Conventionally, a frequency of an oscillation circuit is trimmed to a target frequency under particular conditions at shipment and is shipped in a state that the frequency is adjusted. However, characteristics of each of devices constituting the oscillation circuit may fluctuate due to temperature dependence, voltage dependence, aging, external stress and the like, and frequency accuracy of an oscillation frequency of an oscillation circuit output may be deteriorated by being influenced by the fluctuation.
Therefore, conventionally, when high-accuracy oscillation output is required, calibration is performed by counting oscillation circuit clocks with a low-speed oscillation clock, an external pulse such as a communication pulse, or the like used as a reference clock. By using such a reference clock for calibration, it is possible to obtain high frequency accuracy. However, there may be a case where the reference clock for calibration cannot be used.
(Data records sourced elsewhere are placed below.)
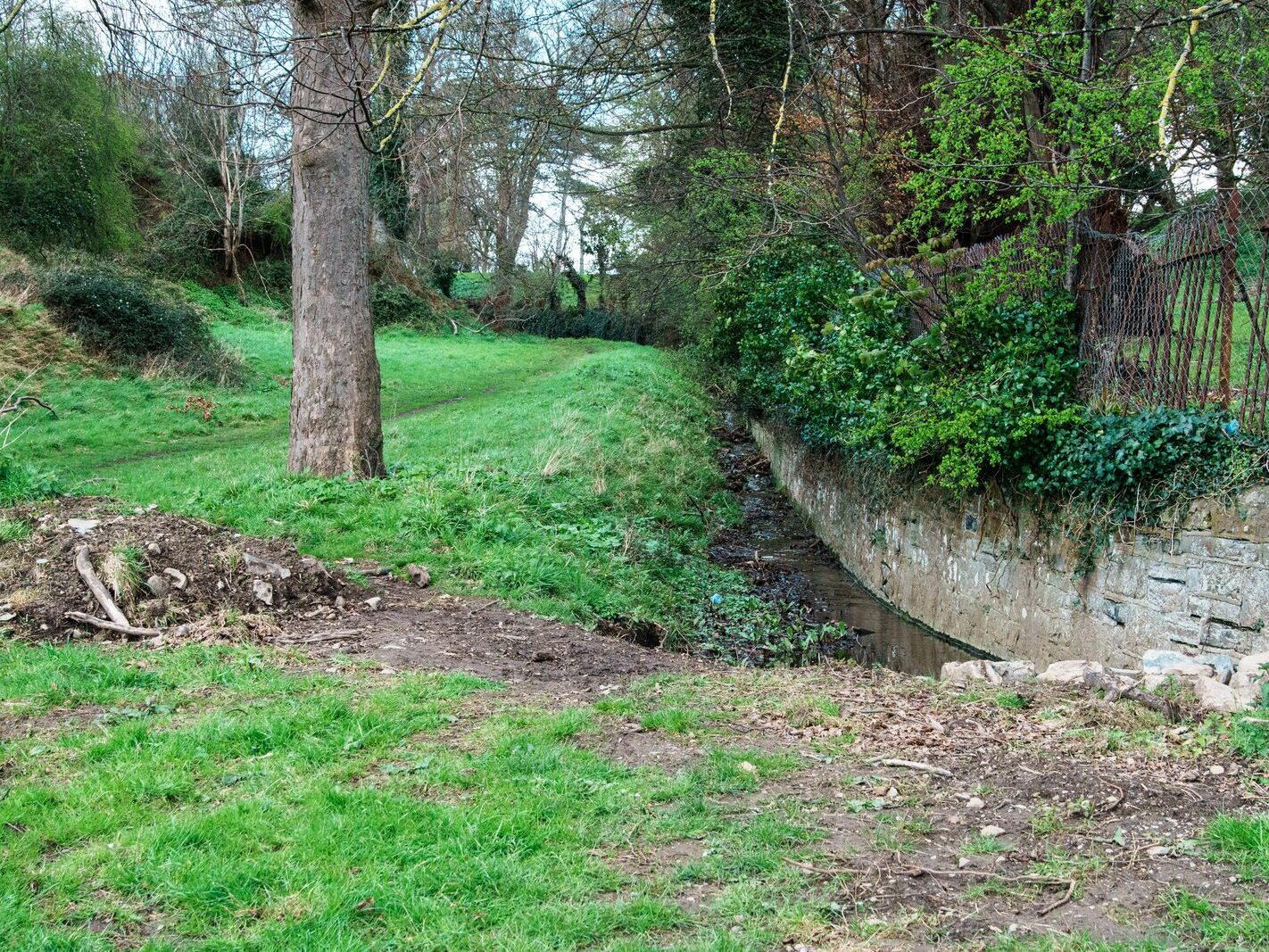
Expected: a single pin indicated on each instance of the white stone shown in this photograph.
(1154, 682)
(1223, 666)
(1158, 660)
(1070, 672)
(261, 591)
(1254, 666)
(990, 672)
(966, 672)
(1215, 696)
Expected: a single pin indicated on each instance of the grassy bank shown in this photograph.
(574, 479)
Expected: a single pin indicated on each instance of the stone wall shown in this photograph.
(990, 575)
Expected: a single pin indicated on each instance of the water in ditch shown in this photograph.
(776, 541)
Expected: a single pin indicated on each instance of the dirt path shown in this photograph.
(941, 815)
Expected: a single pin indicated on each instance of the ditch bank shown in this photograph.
(1000, 579)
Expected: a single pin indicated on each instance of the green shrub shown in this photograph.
(65, 149)
(21, 483)
(132, 319)
(989, 393)
(1113, 456)
(394, 303)
(995, 389)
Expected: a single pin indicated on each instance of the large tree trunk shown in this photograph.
(336, 426)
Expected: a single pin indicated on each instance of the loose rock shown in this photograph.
(1254, 666)
(261, 591)
(1070, 672)
(264, 567)
(1215, 696)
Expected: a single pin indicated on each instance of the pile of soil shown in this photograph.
(351, 608)
(168, 570)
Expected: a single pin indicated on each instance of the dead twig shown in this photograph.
(1117, 690)
(922, 767)
(122, 628)
(26, 399)
(1061, 901)
(84, 564)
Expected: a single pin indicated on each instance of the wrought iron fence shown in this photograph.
(1178, 316)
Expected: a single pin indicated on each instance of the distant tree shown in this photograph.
(65, 149)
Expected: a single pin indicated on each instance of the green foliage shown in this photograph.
(571, 479)
(1004, 108)
(983, 393)
(595, 323)
(132, 319)
(989, 393)
(394, 303)
(733, 624)
(65, 150)
(1113, 456)
(21, 483)
(273, 807)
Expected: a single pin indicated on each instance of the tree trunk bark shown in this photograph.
(336, 424)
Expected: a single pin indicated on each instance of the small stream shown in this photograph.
(794, 564)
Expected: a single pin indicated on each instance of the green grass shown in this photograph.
(212, 799)
(570, 477)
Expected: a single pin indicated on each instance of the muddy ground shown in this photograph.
(901, 778)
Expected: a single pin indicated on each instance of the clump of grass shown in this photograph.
(123, 570)
(671, 720)
(980, 844)
(469, 492)
(1242, 841)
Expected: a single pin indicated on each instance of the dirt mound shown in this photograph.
(162, 570)
(168, 571)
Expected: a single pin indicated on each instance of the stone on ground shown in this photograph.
(1070, 672)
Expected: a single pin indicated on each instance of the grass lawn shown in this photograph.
(571, 477)
(232, 798)
(213, 799)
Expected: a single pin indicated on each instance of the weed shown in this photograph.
(981, 844)
(14, 529)
(123, 569)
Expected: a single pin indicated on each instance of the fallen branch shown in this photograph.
(85, 569)
(1116, 690)
(911, 766)
(122, 628)
(1060, 901)
(26, 399)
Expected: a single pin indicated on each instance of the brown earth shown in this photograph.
(1091, 837)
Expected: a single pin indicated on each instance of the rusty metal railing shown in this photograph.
(1178, 318)
(1174, 318)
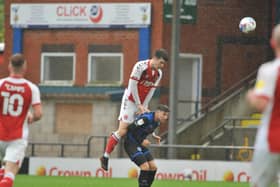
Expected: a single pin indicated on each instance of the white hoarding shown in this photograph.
(167, 169)
(87, 15)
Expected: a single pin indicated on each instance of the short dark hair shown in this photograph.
(17, 60)
(163, 108)
(161, 53)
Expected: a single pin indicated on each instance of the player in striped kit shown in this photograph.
(265, 97)
(144, 79)
(17, 95)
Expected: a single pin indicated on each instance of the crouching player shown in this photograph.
(136, 144)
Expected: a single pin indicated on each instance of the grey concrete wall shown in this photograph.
(192, 133)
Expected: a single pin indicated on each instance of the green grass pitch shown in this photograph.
(51, 181)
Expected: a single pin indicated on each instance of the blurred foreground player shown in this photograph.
(17, 95)
(265, 97)
(136, 144)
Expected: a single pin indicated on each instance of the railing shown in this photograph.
(233, 91)
(236, 89)
(202, 152)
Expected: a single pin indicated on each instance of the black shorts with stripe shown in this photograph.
(137, 153)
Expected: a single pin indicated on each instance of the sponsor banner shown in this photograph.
(80, 15)
(167, 169)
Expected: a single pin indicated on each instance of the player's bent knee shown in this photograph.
(145, 166)
(153, 167)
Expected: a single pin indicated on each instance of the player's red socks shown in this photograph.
(113, 141)
(152, 177)
(143, 179)
(8, 180)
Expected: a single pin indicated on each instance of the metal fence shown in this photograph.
(188, 152)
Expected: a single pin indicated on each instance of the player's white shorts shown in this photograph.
(13, 151)
(265, 166)
(128, 110)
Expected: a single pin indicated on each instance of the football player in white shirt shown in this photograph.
(17, 95)
(144, 79)
(265, 97)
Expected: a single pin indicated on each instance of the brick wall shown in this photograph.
(128, 38)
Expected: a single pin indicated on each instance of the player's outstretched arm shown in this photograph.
(35, 115)
(156, 137)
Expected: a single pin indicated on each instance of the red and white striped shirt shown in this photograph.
(147, 80)
(16, 97)
(268, 87)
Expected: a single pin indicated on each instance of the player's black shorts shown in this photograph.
(137, 153)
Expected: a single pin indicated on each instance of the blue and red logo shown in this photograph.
(96, 13)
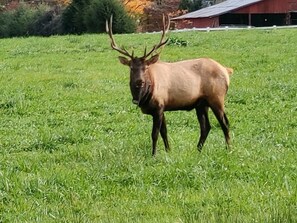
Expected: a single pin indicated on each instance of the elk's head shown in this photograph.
(140, 83)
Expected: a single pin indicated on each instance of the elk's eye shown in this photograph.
(139, 84)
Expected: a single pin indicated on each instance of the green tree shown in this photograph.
(90, 16)
(101, 10)
(190, 5)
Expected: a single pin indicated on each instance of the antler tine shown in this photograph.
(165, 29)
(113, 43)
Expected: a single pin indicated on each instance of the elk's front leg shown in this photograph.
(157, 123)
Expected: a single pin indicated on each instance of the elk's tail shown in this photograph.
(229, 71)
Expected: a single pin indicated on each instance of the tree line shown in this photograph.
(59, 17)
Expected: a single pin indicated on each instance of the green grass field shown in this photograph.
(73, 147)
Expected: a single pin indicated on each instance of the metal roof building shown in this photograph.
(241, 12)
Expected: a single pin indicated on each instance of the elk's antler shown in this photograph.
(113, 43)
(162, 41)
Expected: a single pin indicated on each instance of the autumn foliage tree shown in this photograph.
(136, 7)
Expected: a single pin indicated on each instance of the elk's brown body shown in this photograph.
(158, 86)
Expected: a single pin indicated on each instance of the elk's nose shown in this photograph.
(135, 101)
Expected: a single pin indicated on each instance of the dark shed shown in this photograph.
(241, 13)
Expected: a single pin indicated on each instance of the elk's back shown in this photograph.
(181, 84)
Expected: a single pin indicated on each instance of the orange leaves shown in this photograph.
(136, 6)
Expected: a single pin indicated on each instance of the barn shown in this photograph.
(258, 13)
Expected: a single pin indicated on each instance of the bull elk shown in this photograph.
(158, 86)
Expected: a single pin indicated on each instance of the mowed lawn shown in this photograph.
(73, 147)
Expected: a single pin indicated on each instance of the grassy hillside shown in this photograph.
(73, 148)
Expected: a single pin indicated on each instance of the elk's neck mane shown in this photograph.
(148, 91)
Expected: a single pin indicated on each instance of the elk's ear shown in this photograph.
(152, 60)
(124, 61)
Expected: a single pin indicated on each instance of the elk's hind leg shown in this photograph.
(163, 132)
(202, 115)
(157, 125)
(224, 123)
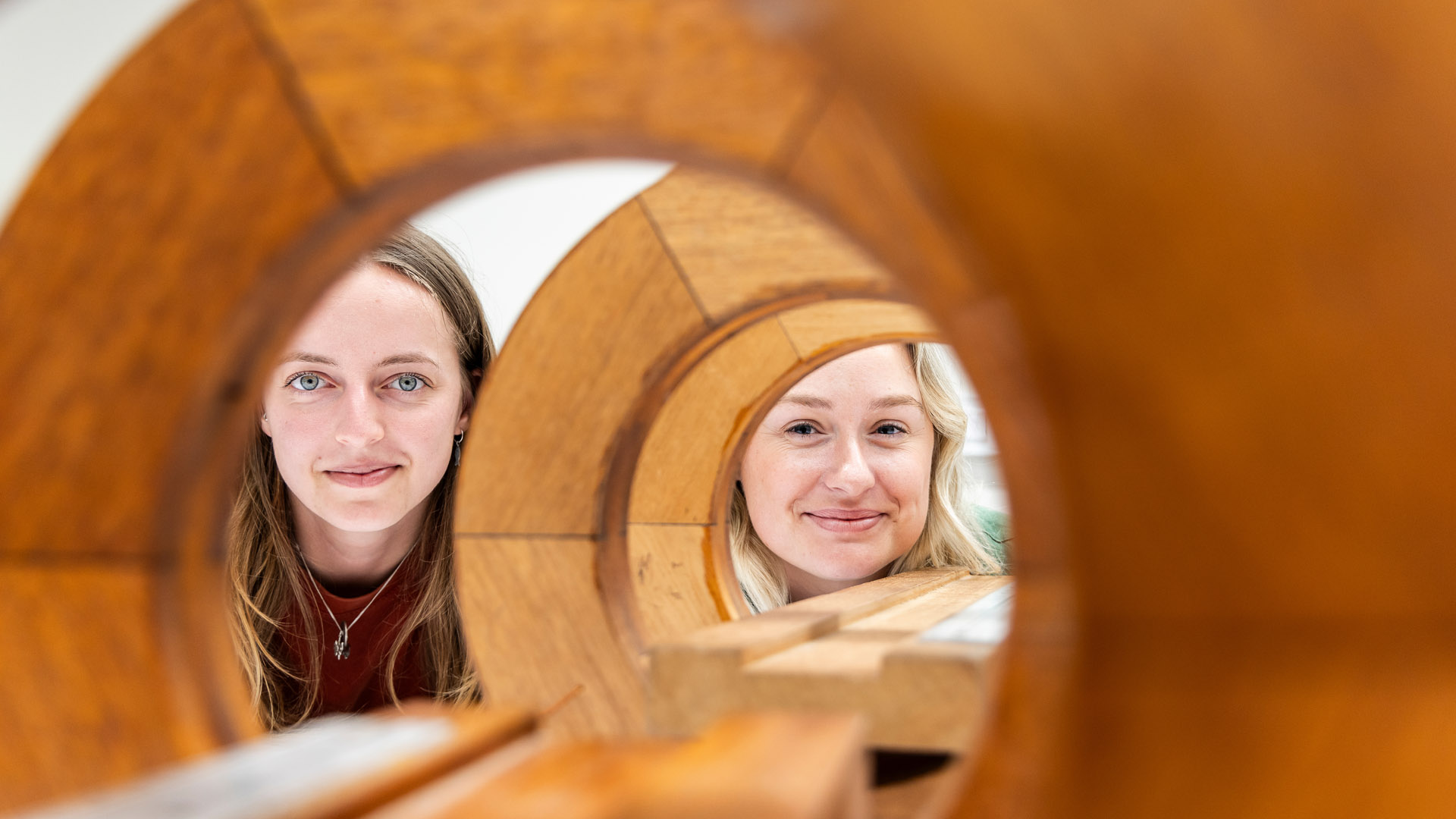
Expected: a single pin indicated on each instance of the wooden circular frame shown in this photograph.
(156, 262)
(628, 387)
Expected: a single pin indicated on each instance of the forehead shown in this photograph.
(862, 375)
(373, 312)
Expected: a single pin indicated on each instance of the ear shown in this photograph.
(468, 403)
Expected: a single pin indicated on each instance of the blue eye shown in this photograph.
(408, 382)
(306, 382)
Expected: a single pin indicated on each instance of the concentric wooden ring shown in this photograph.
(215, 187)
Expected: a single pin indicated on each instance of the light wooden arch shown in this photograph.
(628, 384)
(155, 261)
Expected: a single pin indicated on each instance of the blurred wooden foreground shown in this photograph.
(1210, 315)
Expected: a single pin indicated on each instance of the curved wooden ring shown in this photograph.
(156, 262)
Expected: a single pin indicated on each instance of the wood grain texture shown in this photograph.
(780, 767)
(145, 311)
(642, 413)
(450, 74)
(541, 637)
(821, 328)
(243, 158)
(596, 334)
(848, 167)
(699, 425)
(126, 267)
(1231, 259)
(672, 589)
(740, 243)
(854, 651)
(85, 653)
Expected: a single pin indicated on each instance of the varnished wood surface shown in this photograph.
(193, 212)
(855, 651)
(777, 767)
(1216, 238)
(1225, 232)
(628, 385)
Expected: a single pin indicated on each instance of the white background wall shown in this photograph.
(510, 231)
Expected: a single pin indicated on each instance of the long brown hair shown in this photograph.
(268, 576)
(952, 537)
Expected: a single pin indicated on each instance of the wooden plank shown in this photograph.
(846, 167)
(770, 765)
(854, 651)
(599, 325)
(400, 83)
(823, 327)
(338, 767)
(740, 243)
(124, 278)
(79, 697)
(670, 580)
(701, 422)
(541, 635)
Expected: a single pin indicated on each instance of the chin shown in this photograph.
(363, 519)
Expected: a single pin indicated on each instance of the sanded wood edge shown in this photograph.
(481, 732)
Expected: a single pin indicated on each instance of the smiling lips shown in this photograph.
(363, 474)
(845, 519)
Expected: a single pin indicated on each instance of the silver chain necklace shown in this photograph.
(341, 643)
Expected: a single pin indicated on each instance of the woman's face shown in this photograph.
(366, 401)
(837, 477)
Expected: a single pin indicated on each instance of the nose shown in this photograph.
(851, 471)
(362, 423)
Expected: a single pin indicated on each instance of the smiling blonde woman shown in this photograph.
(340, 542)
(855, 474)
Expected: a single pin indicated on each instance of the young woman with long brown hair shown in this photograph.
(340, 542)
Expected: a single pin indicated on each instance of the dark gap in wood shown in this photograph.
(293, 91)
(677, 265)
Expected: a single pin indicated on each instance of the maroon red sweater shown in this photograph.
(357, 682)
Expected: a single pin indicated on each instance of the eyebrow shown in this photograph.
(389, 362)
(814, 401)
(897, 401)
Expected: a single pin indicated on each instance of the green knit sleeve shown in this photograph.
(998, 531)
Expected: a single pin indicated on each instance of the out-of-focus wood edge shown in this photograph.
(759, 765)
(479, 732)
(696, 678)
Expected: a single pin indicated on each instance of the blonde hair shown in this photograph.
(268, 576)
(951, 535)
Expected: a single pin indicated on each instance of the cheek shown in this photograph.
(906, 477)
(774, 477)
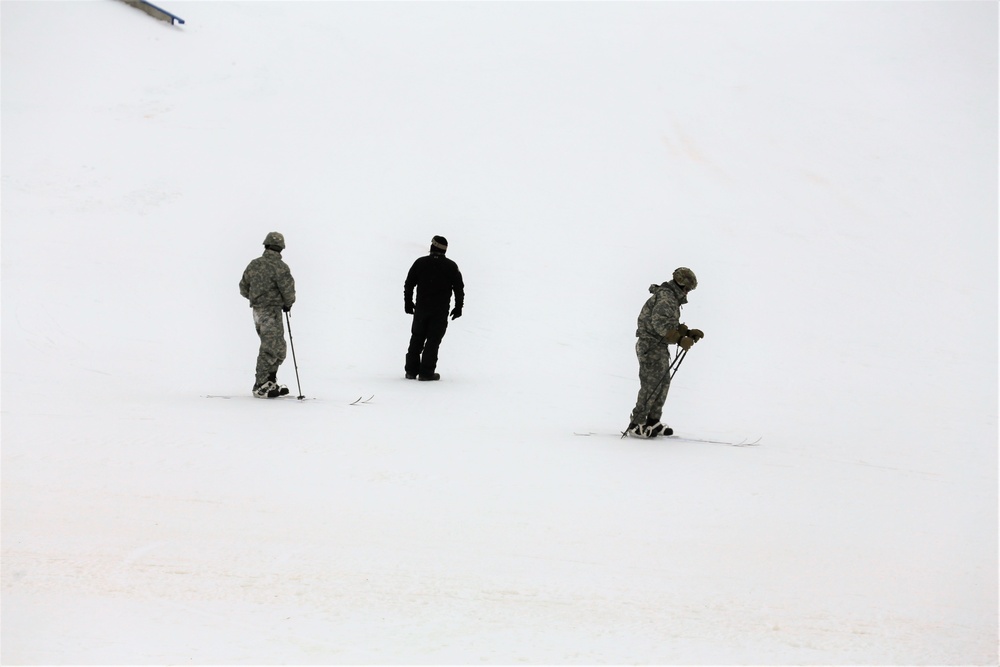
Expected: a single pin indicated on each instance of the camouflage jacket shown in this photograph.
(662, 312)
(268, 281)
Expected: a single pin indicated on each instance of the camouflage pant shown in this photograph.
(271, 330)
(654, 381)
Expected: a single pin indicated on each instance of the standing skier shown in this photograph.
(659, 326)
(435, 277)
(267, 282)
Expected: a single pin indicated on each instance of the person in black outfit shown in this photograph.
(435, 277)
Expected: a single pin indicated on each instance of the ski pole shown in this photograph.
(291, 344)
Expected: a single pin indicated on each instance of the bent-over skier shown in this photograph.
(658, 327)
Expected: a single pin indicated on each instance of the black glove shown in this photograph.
(675, 335)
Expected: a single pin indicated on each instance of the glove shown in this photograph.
(675, 335)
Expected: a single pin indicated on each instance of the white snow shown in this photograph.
(829, 170)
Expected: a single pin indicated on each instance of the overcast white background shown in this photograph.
(829, 170)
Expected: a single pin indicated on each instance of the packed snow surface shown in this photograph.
(829, 171)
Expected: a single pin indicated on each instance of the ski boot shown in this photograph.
(655, 428)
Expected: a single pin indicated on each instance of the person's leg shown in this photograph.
(273, 348)
(437, 325)
(418, 336)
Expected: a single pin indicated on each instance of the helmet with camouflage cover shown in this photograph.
(276, 239)
(685, 277)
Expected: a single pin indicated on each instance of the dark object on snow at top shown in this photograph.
(154, 11)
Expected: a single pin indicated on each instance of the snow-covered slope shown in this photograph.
(829, 170)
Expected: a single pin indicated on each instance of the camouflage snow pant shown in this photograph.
(271, 330)
(654, 362)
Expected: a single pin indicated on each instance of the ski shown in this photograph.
(271, 398)
(746, 442)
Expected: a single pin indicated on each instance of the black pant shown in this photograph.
(425, 338)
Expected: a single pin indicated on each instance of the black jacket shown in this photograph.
(435, 277)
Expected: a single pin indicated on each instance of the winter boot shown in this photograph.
(655, 428)
(282, 389)
(267, 390)
(637, 430)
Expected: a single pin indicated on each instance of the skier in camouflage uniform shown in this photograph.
(267, 282)
(658, 327)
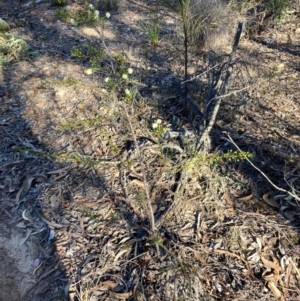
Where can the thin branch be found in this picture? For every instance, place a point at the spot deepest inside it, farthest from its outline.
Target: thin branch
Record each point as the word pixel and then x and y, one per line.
pixel 151 214
pixel 263 174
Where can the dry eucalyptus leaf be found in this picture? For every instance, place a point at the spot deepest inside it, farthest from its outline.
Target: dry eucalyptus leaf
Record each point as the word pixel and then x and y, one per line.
pixel 276 292
pixel 270 264
pixel 270 201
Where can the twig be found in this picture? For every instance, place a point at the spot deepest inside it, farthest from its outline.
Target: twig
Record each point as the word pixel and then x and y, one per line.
pixel 151 214
pixel 262 173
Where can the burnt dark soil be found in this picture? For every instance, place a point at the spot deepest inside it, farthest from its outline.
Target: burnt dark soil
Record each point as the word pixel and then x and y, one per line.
pixel 74 219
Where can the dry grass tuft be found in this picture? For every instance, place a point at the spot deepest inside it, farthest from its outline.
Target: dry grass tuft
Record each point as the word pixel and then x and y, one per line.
pixel 217 25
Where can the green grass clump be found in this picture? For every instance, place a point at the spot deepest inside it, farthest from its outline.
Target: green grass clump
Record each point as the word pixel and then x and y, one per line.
pixel 87 15
pixel 92 54
pixel 216 158
pixel 11 47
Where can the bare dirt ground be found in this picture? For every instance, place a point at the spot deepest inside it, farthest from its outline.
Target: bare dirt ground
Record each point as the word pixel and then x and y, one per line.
pixel 73 214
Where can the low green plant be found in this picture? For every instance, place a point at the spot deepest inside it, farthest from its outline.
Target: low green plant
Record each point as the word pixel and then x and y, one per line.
pixel 151 27
pixel 158 129
pixel 87 15
pixel 74 124
pixel 59 2
pixel 63 14
pixel 11 47
pixel 4 26
pixel 108 5
pixel 90 53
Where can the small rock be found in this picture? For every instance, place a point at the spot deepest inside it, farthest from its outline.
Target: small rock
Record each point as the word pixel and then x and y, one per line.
pixel 59 94
pixel 30 94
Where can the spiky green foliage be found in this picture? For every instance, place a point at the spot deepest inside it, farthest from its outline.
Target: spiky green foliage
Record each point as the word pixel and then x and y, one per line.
pixel 11 47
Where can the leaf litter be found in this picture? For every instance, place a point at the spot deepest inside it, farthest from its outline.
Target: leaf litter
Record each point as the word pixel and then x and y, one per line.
pixel 85 223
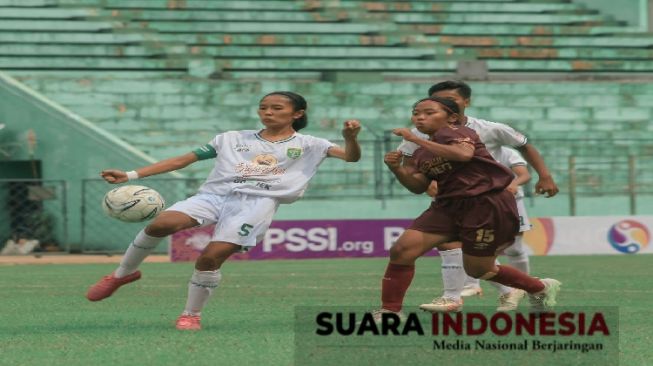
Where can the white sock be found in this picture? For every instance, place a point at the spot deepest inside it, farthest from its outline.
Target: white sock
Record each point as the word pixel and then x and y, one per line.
pixel 517 256
pixel 140 248
pixel 200 288
pixel 453 273
pixel 472 282
pixel 501 288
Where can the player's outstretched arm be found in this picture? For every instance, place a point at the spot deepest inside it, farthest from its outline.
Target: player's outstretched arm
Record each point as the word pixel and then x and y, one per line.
pixel 454 152
pixel 408 176
pixel 522 176
pixel 352 150
pixel 115 176
pixel 545 183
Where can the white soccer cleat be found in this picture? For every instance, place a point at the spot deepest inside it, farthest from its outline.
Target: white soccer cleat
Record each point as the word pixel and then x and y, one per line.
pixel 510 301
pixel 471 290
pixel 443 305
pixel 377 315
pixel 545 300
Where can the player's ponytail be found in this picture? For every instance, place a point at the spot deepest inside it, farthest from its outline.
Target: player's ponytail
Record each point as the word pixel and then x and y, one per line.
pixel 299 103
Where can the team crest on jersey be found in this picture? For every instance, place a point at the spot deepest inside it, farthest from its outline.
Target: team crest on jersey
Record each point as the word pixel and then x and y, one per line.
pixel 294 152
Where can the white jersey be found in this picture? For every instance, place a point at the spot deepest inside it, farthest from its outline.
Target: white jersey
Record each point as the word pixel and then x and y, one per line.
pixel 494 135
pixel 511 158
pixel 249 164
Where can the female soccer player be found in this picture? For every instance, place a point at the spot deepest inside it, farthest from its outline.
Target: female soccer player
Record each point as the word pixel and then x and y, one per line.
pixel 254 172
pixel 472 206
Therefore, an apparatus which performs frequency adjustment without using the reference clock for calibration is examined. For example, a method is conceivable in which an oscillation frequency is adjusted by generating a pulse with a sufficient width, counting the number of output clocks of an oscillation circuit during a period of occurrence of the pulse and estimating the oscillation frequency based on the pulse width and a count value.
Especially in a case of configuring an oscillation circuit on a semiconductor apparatus, it is possible to construct a system which is advantageous for integration by controlling an oscillation frequency without using a reference clock by a crystal vibrator or the like.
In conventional methods for adjusting an oscillation frequency, however, there is a problem that power consumption relatively increases, and it is difficult to secure accuracy due to a factor of fluctuation in each characteristic so that it is not possible to perform high-accuracy oscillation frequency control.